Suppose $F,H$ are graphs. Then according to two books, I've been studying, we can define the $G = F \cup H$ as the union with $V(G) = V(F) \cup V(H)$ and $E(G) = E(F) \cup E(H)$.
However nothing is said about the incidence funcion $\phi$. Is this because it is arbitrary (left unspecified - to be specified by the person performing the operation) or because it is implicit that endpoints of edges in $G$ remains intact ? That is for any edge $e \in E(G)$, the endpoints is respect to $\phi_F$ if $e$ is an edge of $E(F)$ only - the same applies to an edge of $H$ only. But what if $e \in E(F)$ and $e \in E(H)$ ? How should the endpoints of $e$ in $G$ be specified ?

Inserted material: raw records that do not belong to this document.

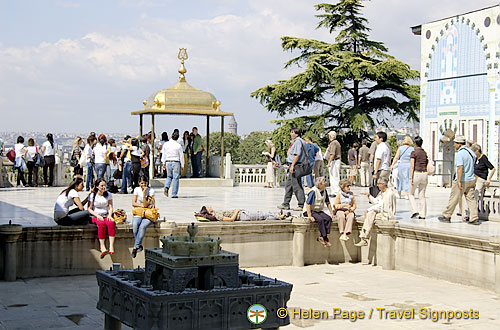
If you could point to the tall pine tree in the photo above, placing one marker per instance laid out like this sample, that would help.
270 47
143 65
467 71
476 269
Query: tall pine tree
353 82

If $e$ is a common edge in $F$ and $H$ it should not matter. Since according to the definitions the incidence function of $G$ can also be stated as
$$ \phi ; E(F) \cup E(H) \rightarrow V(F)\cup V(H) \times V(F)\cup V(H)$$
The incidence function remains well-defined for union graphs. If $e$ is a common edge to both $F$ and $H$ it would not matter since $e \in E(F) \cup E(H) $ occurs only once. Now you talk about varying endpoints of an edge. This is impossible. Since an edge is defined by the endpoints.I don't know which book you use but say for an example Deistel says an edge is a $2$-subset of $V(G)$ and hence is defined by the endpoints. If $e \in E(F) \cap E(H)$ then the endpoints of $e$, say $v_1$ and $v_2$ are also common to both $V(F)$ and $V(H)$. So the function remains unaffected. Hope I helped.